After so many problems I went to find Kailash with my cousin Núria on the 28th of February 2008. My cousin is a journalist and she documented all of our trip in the newspaper she works for (read "Un hijo en el techo del mundo" by Núria Togores, Diario de Mallorca 09/03/2008- Spanish).
Teresa and Kailash in 2008
-Now that you have a beautiful boy, what would you say to a woman who is currently receiving a diagnosis like you received?
I would say that people can be happy without a child, with one, with two or with eight. To have children is no social mandate and each person has to choose what they want. The experience of adoption was very enriching but also very tough. The guidelines are always changing in each country and the process could certainly be improved. The truth is that for me it has been a source of immense happiness, a real gratifying experience.
Now Kailash is 5 and he is a very sociable boy. He likes school, he speaks Spanish and Catalan and he has lots of friends. In the near future we are going to travel to India together. We have had some fun trips just the two of us and we also have a good time.
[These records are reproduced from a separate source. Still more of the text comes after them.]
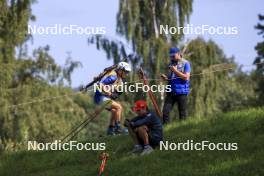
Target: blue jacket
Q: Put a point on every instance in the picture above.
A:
(152, 121)
(179, 85)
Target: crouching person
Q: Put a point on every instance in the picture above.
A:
(145, 129)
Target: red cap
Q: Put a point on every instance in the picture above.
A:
(140, 104)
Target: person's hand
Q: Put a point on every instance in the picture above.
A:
(163, 76)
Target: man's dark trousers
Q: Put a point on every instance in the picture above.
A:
(170, 100)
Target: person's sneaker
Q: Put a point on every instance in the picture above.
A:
(147, 150)
(111, 131)
(119, 129)
(136, 149)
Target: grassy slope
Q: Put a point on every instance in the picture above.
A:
(246, 128)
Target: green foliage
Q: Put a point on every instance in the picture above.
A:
(234, 127)
(258, 75)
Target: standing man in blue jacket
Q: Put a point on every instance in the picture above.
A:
(179, 80)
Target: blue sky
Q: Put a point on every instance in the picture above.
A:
(240, 13)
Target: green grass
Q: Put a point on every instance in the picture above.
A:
(245, 128)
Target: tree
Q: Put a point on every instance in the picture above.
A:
(258, 75)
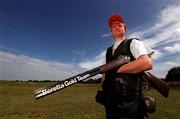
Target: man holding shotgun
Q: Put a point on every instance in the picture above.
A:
(120, 89)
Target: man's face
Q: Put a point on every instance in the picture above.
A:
(118, 29)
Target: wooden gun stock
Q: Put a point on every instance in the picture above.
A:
(160, 85)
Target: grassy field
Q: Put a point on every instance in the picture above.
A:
(75, 102)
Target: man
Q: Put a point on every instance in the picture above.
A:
(120, 89)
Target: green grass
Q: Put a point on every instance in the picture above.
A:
(75, 102)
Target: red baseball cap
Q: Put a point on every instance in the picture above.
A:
(115, 18)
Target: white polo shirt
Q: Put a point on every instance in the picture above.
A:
(137, 48)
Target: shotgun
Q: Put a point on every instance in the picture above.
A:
(161, 86)
(121, 60)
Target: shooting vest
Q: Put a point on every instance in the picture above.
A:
(123, 91)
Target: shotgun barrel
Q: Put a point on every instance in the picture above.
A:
(121, 60)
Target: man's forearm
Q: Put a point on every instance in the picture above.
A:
(102, 80)
(143, 63)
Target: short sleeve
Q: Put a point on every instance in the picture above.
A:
(138, 49)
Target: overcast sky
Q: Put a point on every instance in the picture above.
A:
(53, 40)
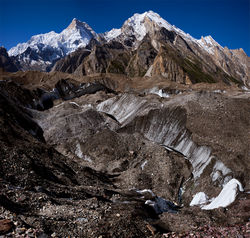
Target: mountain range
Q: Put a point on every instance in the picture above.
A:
(145, 45)
(141, 131)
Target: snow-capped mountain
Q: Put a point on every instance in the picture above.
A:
(140, 24)
(42, 50)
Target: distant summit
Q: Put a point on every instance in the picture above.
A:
(42, 51)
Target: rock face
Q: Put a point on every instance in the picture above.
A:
(41, 51)
(150, 46)
(133, 139)
(146, 45)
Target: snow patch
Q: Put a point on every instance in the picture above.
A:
(145, 191)
(159, 92)
(199, 199)
(219, 170)
(226, 196)
(143, 164)
(78, 151)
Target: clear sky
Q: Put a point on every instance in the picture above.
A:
(227, 21)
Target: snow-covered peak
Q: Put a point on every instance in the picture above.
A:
(209, 44)
(140, 24)
(77, 34)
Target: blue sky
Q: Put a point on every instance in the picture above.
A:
(227, 21)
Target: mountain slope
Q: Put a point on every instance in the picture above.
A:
(42, 50)
(173, 54)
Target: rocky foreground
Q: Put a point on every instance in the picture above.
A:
(109, 156)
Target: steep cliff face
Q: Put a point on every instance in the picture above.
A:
(131, 51)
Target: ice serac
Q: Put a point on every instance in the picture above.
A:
(42, 50)
(227, 195)
(164, 126)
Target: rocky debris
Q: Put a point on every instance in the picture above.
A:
(107, 163)
(5, 226)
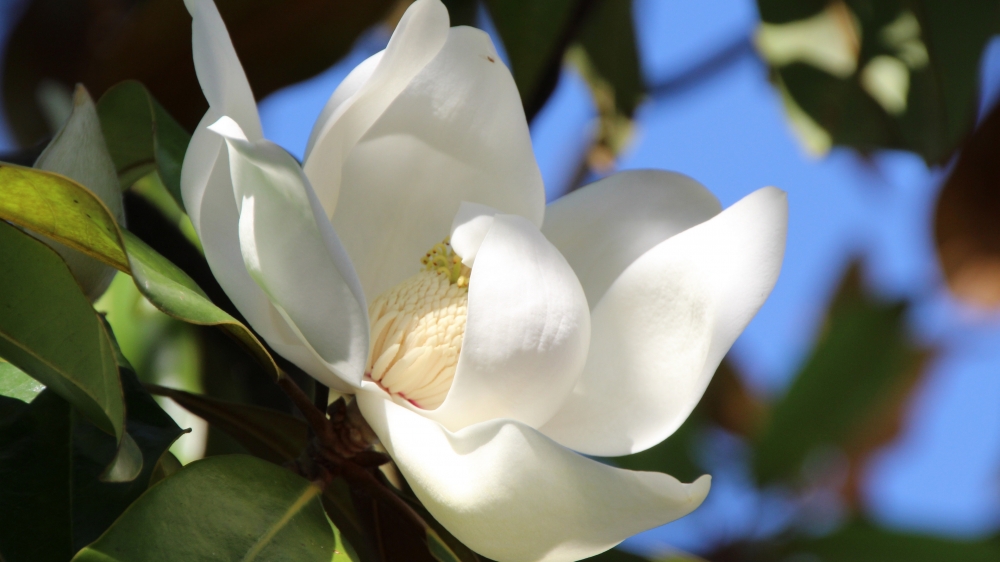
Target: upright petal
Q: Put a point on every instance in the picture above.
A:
(511, 494)
(526, 335)
(664, 325)
(350, 85)
(418, 37)
(291, 251)
(456, 133)
(219, 70)
(228, 93)
(604, 227)
(206, 182)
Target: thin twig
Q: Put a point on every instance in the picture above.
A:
(316, 419)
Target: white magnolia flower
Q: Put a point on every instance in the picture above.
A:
(485, 366)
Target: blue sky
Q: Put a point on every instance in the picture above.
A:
(729, 132)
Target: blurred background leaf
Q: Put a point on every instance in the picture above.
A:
(863, 352)
(863, 542)
(966, 219)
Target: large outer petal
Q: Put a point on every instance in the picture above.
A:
(290, 250)
(664, 325)
(526, 335)
(418, 37)
(512, 494)
(604, 227)
(456, 133)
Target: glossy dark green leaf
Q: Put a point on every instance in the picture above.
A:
(96, 504)
(49, 330)
(15, 383)
(69, 213)
(63, 42)
(235, 507)
(171, 290)
(343, 551)
(51, 467)
(269, 434)
(608, 37)
(863, 351)
(865, 542)
(272, 436)
(142, 137)
(35, 465)
(534, 35)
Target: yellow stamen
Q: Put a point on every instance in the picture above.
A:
(417, 329)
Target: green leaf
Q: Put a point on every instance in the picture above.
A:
(49, 330)
(533, 35)
(172, 291)
(59, 208)
(863, 542)
(864, 350)
(608, 38)
(343, 552)
(272, 436)
(52, 469)
(63, 42)
(619, 555)
(78, 152)
(34, 475)
(265, 433)
(69, 213)
(97, 504)
(142, 137)
(914, 85)
(14, 383)
(234, 507)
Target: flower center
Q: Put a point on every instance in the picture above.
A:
(417, 329)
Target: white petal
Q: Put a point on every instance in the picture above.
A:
(526, 335)
(228, 93)
(291, 251)
(511, 494)
(472, 222)
(219, 70)
(662, 328)
(604, 227)
(79, 153)
(418, 37)
(457, 133)
(349, 86)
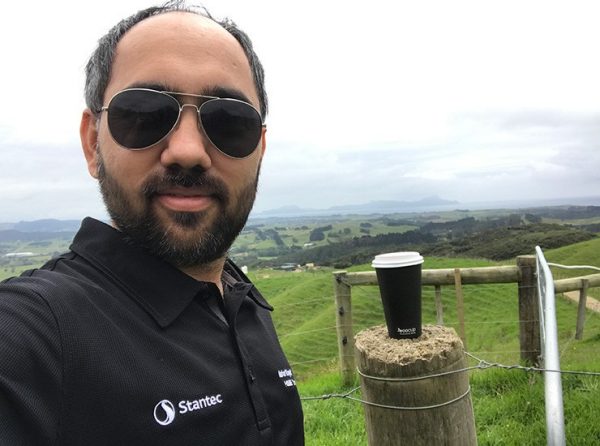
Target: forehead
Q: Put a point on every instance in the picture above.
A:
(184, 51)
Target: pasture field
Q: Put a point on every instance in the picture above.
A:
(508, 404)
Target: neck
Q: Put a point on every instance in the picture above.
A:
(208, 272)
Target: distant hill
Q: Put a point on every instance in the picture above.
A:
(372, 207)
(44, 225)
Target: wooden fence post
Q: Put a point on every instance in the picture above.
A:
(581, 309)
(439, 307)
(529, 320)
(460, 307)
(344, 327)
(415, 391)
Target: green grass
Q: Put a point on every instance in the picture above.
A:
(508, 404)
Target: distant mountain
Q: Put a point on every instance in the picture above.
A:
(46, 225)
(372, 207)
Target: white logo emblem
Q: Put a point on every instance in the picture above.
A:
(164, 412)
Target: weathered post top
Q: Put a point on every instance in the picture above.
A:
(416, 391)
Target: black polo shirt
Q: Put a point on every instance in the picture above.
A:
(106, 345)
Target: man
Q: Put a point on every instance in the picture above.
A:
(144, 333)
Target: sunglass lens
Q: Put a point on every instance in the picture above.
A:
(233, 126)
(141, 118)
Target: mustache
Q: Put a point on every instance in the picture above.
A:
(187, 178)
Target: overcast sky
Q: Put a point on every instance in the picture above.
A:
(474, 101)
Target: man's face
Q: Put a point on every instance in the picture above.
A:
(182, 199)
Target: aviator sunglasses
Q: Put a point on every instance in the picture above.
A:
(139, 118)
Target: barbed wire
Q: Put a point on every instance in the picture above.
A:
(481, 365)
(558, 265)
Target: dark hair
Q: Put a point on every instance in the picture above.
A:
(99, 66)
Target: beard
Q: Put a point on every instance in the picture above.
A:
(183, 239)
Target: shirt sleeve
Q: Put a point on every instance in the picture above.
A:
(30, 367)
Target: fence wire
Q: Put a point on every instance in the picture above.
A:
(482, 364)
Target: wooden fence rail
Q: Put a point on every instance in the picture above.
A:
(523, 274)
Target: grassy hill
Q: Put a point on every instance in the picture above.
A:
(508, 404)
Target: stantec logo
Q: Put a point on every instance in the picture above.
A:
(164, 411)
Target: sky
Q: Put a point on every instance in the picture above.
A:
(473, 101)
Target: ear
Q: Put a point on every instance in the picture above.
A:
(88, 132)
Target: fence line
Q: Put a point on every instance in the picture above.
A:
(523, 274)
(482, 365)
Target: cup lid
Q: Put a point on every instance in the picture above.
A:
(397, 259)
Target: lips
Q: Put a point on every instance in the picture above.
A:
(185, 199)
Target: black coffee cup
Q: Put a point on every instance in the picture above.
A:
(399, 277)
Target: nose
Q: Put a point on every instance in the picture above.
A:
(187, 145)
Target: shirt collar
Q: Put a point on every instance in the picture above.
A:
(157, 286)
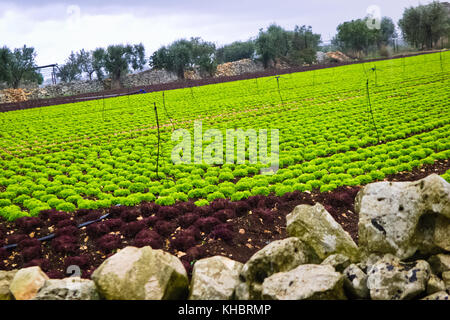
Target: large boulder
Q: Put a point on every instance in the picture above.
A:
(439, 263)
(5, 281)
(141, 274)
(338, 261)
(278, 256)
(310, 281)
(72, 288)
(441, 295)
(355, 282)
(27, 282)
(405, 217)
(435, 284)
(446, 278)
(392, 279)
(317, 228)
(214, 278)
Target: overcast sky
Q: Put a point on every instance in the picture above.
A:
(55, 28)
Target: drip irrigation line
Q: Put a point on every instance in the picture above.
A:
(167, 114)
(159, 138)
(370, 110)
(53, 235)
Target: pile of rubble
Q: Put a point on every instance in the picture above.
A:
(338, 56)
(237, 68)
(403, 253)
(13, 95)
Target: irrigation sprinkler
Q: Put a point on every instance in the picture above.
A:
(103, 111)
(157, 155)
(278, 86)
(374, 70)
(167, 114)
(370, 110)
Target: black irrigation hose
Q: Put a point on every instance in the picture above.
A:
(52, 235)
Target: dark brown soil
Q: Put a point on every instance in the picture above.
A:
(236, 230)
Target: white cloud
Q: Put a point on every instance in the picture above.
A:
(55, 32)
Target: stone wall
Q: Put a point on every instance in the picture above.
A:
(318, 260)
(148, 77)
(145, 78)
(238, 67)
(67, 89)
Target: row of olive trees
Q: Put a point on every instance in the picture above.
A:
(114, 61)
(18, 65)
(421, 27)
(297, 46)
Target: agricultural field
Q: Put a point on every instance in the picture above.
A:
(100, 153)
(103, 153)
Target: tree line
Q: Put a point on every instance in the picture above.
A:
(421, 27)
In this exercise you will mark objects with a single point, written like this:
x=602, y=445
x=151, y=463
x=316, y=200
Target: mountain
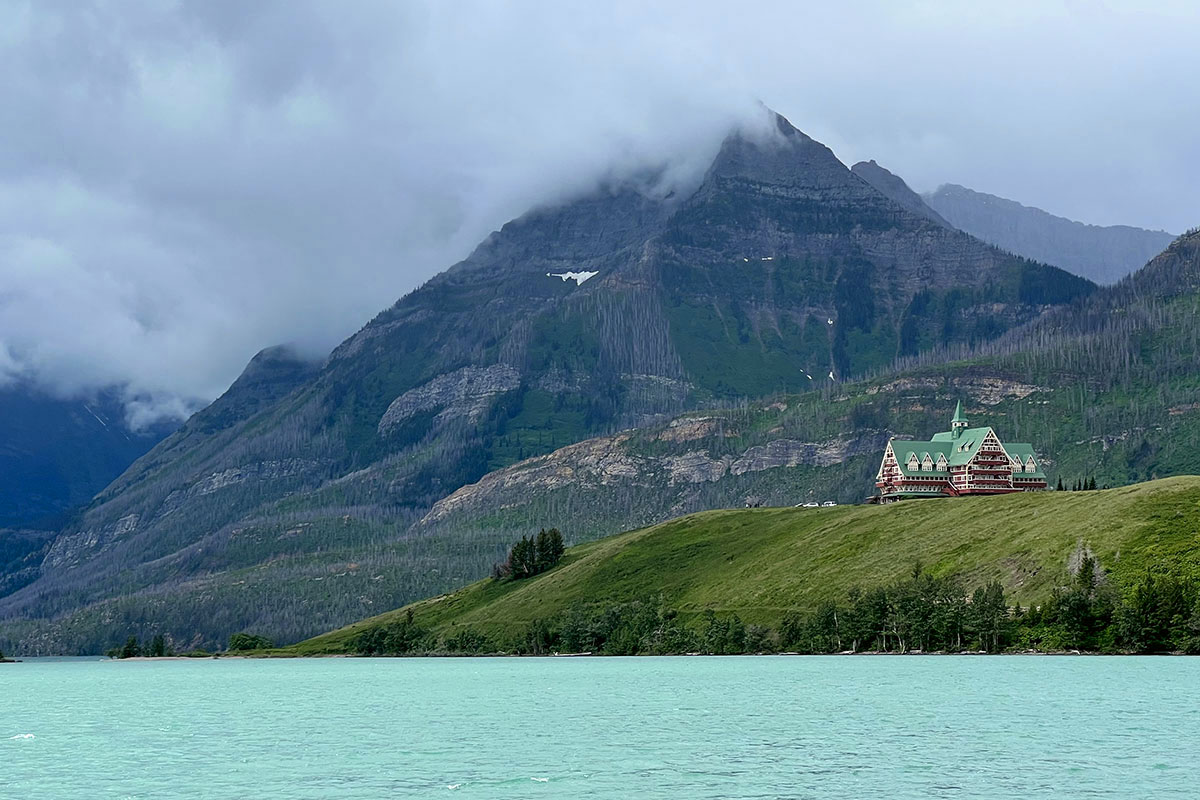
x=58, y=453
x=763, y=564
x=1104, y=389
x=294, y=505
x=894, y=187
x=1103, y=254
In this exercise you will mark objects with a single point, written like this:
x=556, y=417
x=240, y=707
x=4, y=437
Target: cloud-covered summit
x=184, y=184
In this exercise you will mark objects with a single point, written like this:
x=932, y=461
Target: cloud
x=185, y=184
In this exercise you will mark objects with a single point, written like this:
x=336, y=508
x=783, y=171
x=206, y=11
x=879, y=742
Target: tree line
x=160, y=647
x=532, y=555
x=919, y=613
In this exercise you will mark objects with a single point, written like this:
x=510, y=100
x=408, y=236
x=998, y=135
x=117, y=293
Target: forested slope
x=765, y=564
x=287, y=505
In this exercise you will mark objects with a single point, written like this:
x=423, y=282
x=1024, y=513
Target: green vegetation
x=532, y=555
x=768, y=577
x=243, y=642
x=133, y=649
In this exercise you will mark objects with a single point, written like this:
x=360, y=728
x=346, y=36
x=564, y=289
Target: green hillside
x=761, y=564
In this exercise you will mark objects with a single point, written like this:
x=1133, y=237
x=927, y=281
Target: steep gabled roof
x=1025, y=451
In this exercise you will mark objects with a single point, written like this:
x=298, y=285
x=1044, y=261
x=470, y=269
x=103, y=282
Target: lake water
x=718, y=727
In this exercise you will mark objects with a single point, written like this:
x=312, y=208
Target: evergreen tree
x=523, y=559
x=549, y=548
x=159, y=647
x=131, y=649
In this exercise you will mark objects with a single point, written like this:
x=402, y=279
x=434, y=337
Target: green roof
x=958, y=450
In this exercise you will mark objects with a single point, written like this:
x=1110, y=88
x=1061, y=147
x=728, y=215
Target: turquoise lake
x=684, y=727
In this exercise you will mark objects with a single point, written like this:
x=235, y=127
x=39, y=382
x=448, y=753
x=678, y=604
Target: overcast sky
x=183, y=184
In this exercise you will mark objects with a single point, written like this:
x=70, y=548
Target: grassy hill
x=763, y=563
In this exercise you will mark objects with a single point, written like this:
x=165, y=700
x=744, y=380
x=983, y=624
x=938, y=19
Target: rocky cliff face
x=781, y=271
x=894, y=187
x=1103, y=254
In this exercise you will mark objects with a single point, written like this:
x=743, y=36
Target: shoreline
x=252, y=656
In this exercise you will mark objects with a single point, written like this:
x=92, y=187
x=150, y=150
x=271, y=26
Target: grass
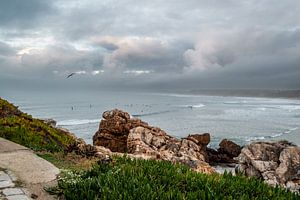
x=124, y=178
x=33, y=133
x=70, y=161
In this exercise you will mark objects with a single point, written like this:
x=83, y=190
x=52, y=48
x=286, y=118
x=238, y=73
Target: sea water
x=241, y=119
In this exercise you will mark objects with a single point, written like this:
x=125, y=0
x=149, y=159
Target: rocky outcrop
x=155, y=143
x=50, y=122
x=226, y=153
x=277, y=163
x=121, y=133
x=114, y=129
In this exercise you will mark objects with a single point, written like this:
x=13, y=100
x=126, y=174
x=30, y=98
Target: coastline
x=277, y=94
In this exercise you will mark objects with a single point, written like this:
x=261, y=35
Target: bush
x=124, y=178
x=33, y=133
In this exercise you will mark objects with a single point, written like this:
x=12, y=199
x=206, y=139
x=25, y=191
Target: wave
x=153, y=113
x=73, y=122
x=192, y=106
x=254, y=138
x=235, y=102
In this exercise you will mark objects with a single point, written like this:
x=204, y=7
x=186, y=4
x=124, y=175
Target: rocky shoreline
x=277, y=163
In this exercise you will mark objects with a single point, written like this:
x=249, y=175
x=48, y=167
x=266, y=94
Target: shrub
x=33, y=133
x=124, y=178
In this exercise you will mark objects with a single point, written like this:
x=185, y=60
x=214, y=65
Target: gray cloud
x=154, y=44
x=23, y=14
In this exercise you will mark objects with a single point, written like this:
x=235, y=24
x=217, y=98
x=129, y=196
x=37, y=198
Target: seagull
x=70, y=75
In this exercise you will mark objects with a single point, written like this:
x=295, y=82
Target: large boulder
x=277, y=163
x=114, y=129
x=226, y=153
x=122, y=134
x=230, y=148
x=157, y=144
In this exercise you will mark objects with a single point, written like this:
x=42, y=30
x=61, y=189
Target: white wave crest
x=73, y=122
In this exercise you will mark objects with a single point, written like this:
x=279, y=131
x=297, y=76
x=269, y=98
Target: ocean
x=241, y=119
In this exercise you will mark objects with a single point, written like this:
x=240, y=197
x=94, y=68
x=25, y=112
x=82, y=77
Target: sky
x=150, y=44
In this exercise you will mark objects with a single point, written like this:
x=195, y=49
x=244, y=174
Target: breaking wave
x=254, y=138
x=73, y=122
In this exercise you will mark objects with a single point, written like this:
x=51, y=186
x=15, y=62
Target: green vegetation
x=33, y=133
x=125, y=178
x=70, y=161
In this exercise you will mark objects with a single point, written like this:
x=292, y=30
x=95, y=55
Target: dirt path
x=20, y=164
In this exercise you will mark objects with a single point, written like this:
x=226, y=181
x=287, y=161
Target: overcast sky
x=154, y=44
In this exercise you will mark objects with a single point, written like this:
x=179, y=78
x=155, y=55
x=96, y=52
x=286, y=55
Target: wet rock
x=277, y=163
x=200, y=139
x=114, y=129
x=225, y=154
x=156, y=144
x=230, y=148
x=50, y=122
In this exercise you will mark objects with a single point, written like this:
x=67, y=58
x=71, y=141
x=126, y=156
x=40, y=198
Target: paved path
x=20, y=164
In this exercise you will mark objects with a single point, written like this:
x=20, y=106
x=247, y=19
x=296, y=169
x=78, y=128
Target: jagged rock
x=122, y=134
x=230, y=148
x=289, y=168
x=225, y=154
x=200, y=139
x=277, y=163
x=114, y=129
x=50, y=122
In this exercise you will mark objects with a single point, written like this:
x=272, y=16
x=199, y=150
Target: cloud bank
x=152, y=44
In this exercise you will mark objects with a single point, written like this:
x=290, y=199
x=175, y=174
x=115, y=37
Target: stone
x=289, y=168
x=120, y=133
x=200, y=139
x=114, y=129
x=4, y=176
x=50, y=122
x=230, y=148
x=18, y=197
x=12, y=191
x=156, y=144
x=277, y=163
x=6, y=184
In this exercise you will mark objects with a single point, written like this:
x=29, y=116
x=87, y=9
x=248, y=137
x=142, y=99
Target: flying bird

Every woman should be aware that whatever decision they make is good. It is necessary to have courage and determination and the most important thing is to always believe that it will end positively. When I went through the uncertainty of adoption, those couples who had been through it before told me that when I have my baby all the suffering would disappear, and so it proved. When I was ill my mother told me that I should live as a parenthesis, which was a temporary situation. In the same way that getting better, cured the suffering of the disease, Kailash erased all the suffering of the application process and wait. If I had to select the most difficult moment of my life and the most gratifying of my life I wouldn't have any doubt: the disease/cure and the applications and wait for adoption/ the arrival of Kailash.